The building was built in the 1870s, is made of brick and stone, is double fronted and has two storeys. There are eight bedrooms and the tower has four storeys, with a balcony with 360 degree views of London and a view of the University Boat Race There is a 110-foot garden with a lily pond and rose garden.

The building has a drawing room which was redesigned in 1907 by Leonard Wyburd RA (1865–1958) one of Britain's leading Arts & Crafts furniture designers and who led Liberty's design studio after being appointed aged just 18.

The building was Grade II listed on 5 July 1974.

==Residents==
The house was commissioned by the Miles family and passed from Alfred Webb Miles, a pioneer of ready-made clothing, in 1903 to his daughters Emma Jessie Blanche and Elma Grace Miles, who lived in the house until Grace's death in 1956, and who also donated land elsewhere in Putney for the building of St Mary's Hall (now Hotham Hall) to St Mary's Church. A Miles Trust still exists to help fund aspects of community life in Putney.

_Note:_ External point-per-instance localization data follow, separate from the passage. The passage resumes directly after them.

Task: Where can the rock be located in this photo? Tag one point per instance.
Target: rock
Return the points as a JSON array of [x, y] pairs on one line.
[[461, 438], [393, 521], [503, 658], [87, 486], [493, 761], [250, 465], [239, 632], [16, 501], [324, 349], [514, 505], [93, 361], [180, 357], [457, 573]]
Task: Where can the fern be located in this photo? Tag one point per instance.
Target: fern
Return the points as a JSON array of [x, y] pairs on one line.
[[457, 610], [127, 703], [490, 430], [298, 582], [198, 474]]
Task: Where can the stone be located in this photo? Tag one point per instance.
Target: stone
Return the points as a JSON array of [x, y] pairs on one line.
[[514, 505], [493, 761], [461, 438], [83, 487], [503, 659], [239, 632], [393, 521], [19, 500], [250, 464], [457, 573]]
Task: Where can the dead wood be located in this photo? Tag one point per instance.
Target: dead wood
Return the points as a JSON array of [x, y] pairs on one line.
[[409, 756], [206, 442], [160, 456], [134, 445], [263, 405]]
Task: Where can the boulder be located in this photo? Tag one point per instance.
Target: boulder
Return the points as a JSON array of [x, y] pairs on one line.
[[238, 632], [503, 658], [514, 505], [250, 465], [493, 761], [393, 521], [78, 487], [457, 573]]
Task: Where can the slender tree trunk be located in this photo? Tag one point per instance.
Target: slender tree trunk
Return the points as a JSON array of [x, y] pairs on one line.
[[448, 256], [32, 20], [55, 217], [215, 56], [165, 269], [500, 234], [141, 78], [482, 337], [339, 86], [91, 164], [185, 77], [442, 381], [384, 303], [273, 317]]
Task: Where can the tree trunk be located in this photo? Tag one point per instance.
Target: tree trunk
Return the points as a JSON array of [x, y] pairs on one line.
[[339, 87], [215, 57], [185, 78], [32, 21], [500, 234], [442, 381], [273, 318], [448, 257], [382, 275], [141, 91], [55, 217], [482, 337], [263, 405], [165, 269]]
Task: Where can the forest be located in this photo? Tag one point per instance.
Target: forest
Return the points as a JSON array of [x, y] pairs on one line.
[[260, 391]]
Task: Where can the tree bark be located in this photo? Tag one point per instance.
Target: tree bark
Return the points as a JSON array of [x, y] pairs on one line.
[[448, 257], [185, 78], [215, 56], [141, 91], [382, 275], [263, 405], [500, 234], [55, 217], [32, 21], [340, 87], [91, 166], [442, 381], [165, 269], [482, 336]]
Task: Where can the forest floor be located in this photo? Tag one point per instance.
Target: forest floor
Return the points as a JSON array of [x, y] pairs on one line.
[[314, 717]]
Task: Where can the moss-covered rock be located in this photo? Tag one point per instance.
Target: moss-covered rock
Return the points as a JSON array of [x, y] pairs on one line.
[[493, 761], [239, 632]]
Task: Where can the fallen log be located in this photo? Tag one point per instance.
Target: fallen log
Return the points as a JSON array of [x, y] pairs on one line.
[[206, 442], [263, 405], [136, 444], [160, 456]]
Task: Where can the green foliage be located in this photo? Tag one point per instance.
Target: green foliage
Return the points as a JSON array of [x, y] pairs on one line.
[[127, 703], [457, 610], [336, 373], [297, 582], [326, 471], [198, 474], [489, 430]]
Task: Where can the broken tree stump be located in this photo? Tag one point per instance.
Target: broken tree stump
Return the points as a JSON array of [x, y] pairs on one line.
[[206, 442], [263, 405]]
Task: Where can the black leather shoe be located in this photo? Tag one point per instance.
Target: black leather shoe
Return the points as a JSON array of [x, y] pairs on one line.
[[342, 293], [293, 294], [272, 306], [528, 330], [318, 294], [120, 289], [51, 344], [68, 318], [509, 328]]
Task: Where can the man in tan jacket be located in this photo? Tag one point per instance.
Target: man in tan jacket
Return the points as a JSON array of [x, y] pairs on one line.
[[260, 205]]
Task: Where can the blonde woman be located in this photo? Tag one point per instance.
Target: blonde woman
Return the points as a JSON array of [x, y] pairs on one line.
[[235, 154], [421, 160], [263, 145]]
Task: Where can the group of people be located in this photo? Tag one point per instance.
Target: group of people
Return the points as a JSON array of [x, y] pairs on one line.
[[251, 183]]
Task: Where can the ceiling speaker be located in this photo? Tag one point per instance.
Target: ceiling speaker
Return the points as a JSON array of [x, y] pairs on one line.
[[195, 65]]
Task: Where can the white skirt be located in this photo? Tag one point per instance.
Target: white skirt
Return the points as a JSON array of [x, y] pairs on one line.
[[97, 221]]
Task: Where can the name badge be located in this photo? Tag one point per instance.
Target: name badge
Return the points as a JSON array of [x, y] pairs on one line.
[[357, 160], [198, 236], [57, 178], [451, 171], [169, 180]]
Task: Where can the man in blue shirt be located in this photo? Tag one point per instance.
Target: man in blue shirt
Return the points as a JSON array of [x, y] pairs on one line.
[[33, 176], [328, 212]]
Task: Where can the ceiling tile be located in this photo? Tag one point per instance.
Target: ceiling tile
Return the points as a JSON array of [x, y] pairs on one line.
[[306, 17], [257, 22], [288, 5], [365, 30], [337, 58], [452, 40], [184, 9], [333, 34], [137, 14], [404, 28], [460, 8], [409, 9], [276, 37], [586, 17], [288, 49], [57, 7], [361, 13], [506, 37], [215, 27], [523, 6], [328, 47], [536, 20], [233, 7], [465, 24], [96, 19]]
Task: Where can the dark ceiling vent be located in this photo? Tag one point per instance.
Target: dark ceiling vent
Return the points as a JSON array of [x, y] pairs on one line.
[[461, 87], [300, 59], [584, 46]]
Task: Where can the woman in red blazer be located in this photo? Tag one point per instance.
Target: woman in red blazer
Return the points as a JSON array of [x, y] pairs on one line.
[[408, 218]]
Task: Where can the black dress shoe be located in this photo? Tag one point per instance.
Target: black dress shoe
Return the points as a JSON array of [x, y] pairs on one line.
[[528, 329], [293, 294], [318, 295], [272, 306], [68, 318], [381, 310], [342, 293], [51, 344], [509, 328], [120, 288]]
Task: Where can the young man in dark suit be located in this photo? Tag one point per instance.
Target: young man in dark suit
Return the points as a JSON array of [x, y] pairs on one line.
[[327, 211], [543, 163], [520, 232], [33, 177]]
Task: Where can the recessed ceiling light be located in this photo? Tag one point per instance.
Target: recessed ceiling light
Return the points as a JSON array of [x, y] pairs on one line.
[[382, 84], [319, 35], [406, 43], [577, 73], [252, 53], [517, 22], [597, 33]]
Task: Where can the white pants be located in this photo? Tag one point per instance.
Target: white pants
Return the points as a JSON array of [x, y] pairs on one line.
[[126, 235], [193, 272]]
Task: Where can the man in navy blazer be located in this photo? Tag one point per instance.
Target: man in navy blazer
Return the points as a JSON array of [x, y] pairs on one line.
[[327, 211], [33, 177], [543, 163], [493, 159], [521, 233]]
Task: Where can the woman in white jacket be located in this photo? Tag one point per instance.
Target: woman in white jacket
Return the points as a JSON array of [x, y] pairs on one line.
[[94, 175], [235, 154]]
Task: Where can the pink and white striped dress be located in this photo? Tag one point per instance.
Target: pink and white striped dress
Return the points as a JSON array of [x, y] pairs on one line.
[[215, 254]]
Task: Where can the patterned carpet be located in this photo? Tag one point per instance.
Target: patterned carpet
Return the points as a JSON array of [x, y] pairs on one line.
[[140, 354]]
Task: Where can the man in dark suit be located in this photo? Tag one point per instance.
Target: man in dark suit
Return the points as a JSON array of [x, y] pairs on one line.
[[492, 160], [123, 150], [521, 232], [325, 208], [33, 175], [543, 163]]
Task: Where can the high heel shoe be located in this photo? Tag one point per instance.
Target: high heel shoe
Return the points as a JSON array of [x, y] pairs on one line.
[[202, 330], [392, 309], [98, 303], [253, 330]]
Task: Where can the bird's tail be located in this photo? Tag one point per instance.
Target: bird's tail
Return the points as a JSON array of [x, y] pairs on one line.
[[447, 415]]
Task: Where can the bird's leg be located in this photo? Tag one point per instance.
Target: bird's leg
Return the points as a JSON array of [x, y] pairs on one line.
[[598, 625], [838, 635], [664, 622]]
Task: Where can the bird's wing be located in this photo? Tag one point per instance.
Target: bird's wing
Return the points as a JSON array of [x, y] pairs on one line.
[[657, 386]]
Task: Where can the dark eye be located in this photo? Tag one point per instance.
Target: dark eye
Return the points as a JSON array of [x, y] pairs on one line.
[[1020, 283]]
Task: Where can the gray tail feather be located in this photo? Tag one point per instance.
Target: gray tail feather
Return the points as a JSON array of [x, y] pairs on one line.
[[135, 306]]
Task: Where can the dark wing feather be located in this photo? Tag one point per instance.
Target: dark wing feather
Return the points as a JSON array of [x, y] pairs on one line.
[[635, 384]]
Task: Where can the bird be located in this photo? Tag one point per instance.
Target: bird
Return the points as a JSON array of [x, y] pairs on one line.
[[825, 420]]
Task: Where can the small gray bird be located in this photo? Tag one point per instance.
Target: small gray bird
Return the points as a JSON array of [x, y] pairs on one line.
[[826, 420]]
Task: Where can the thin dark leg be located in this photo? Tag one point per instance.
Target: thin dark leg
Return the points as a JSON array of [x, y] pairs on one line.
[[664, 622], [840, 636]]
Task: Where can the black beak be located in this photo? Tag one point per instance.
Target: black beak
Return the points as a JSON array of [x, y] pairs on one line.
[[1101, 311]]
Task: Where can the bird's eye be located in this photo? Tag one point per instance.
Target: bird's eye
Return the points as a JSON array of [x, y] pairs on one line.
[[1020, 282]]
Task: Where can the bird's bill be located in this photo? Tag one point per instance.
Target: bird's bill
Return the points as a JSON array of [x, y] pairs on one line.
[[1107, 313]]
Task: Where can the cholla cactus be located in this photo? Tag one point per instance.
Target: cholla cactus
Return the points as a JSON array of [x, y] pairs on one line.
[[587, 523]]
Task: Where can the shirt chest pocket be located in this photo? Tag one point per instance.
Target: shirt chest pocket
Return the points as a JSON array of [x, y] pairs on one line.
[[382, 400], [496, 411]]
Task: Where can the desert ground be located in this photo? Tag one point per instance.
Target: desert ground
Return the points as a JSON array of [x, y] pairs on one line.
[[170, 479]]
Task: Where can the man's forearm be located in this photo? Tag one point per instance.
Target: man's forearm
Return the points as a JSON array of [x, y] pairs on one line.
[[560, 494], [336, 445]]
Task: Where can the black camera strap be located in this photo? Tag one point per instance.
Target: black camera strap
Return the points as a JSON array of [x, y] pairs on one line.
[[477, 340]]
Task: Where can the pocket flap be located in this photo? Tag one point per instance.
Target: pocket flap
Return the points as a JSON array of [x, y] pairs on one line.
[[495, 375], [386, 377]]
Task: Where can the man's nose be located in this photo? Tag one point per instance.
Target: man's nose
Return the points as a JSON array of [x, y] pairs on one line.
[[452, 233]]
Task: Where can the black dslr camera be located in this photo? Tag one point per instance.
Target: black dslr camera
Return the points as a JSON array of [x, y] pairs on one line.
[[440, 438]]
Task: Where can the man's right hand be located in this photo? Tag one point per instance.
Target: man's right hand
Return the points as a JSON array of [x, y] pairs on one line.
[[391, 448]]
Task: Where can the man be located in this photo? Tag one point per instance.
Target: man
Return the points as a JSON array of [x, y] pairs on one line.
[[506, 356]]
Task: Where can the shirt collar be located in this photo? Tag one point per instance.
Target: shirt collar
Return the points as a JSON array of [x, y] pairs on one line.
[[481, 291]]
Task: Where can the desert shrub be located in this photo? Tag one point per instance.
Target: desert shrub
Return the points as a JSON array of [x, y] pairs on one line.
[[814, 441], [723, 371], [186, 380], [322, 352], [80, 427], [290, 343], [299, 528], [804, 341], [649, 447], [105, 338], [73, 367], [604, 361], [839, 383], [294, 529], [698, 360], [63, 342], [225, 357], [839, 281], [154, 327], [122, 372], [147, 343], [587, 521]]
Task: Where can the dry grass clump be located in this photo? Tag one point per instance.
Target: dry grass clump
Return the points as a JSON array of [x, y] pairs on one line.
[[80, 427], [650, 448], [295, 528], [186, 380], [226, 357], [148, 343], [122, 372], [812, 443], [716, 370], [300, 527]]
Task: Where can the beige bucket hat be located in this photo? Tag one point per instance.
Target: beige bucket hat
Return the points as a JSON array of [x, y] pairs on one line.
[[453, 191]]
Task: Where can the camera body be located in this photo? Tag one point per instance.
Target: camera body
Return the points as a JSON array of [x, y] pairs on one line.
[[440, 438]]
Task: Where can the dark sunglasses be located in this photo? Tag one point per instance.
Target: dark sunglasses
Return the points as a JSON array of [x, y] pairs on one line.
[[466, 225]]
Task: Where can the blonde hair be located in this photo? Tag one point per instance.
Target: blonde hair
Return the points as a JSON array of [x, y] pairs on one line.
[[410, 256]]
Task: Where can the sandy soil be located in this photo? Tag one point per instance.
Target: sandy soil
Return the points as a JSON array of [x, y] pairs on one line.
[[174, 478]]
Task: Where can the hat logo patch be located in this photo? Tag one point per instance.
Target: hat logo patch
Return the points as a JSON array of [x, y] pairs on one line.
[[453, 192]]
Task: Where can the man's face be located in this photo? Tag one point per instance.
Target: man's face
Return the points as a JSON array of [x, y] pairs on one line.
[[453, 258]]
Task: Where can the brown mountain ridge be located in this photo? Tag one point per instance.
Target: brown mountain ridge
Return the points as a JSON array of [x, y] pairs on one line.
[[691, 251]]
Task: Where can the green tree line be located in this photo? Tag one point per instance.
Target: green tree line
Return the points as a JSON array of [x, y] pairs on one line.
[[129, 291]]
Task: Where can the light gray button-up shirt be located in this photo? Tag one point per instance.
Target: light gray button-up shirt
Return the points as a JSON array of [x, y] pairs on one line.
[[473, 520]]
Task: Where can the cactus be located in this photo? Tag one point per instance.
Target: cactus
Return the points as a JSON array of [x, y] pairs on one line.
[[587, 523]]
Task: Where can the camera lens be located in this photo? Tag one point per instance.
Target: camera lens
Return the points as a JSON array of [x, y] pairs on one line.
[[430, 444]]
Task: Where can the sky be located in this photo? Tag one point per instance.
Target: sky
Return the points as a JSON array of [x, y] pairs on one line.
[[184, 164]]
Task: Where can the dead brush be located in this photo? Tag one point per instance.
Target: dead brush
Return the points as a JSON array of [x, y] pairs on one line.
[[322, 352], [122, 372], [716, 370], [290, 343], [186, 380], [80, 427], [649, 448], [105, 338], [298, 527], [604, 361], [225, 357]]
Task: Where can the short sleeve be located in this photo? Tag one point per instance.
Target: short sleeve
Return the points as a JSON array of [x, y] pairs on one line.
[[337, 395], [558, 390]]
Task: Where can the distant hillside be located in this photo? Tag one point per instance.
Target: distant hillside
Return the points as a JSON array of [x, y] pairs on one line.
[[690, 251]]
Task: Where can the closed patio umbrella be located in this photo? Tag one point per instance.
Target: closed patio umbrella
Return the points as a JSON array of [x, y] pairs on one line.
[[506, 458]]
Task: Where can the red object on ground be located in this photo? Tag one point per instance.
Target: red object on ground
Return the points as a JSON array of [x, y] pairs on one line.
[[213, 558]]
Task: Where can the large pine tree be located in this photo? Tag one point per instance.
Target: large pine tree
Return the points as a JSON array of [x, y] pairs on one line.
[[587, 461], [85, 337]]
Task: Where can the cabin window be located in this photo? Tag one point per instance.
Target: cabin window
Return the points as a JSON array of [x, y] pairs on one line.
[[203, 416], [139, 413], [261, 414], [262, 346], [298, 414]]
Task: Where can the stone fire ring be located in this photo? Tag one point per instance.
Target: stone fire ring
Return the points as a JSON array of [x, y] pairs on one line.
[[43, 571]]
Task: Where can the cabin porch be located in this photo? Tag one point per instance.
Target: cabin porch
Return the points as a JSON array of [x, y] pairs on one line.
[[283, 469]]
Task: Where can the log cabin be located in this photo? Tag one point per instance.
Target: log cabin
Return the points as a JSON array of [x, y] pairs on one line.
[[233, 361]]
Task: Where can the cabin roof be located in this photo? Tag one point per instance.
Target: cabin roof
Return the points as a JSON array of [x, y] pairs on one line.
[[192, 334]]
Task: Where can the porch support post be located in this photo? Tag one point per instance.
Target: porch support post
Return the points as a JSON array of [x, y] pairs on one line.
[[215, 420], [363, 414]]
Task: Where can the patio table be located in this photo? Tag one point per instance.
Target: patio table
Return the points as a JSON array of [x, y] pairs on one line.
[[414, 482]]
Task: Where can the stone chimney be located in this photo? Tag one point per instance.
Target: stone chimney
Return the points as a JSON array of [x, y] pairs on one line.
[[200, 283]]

In the 70s, 80s and 90s it was owned and occupied by Dr Bruce MacGillivray (Dean of the Royal Free Hospital Medical School) and his wife Dr Ruth MacGillivray.

In the late 1990s the trance music DJ Paul Oakenfold owned the property and stored a large number of records in the basement, Oakenfold had bought the house at auction from his DJ friend Nicky Holloway.

==Value==
The building was valued at £1.25 million in 1997 and 20 years later in 2017 it was valued at £5 million.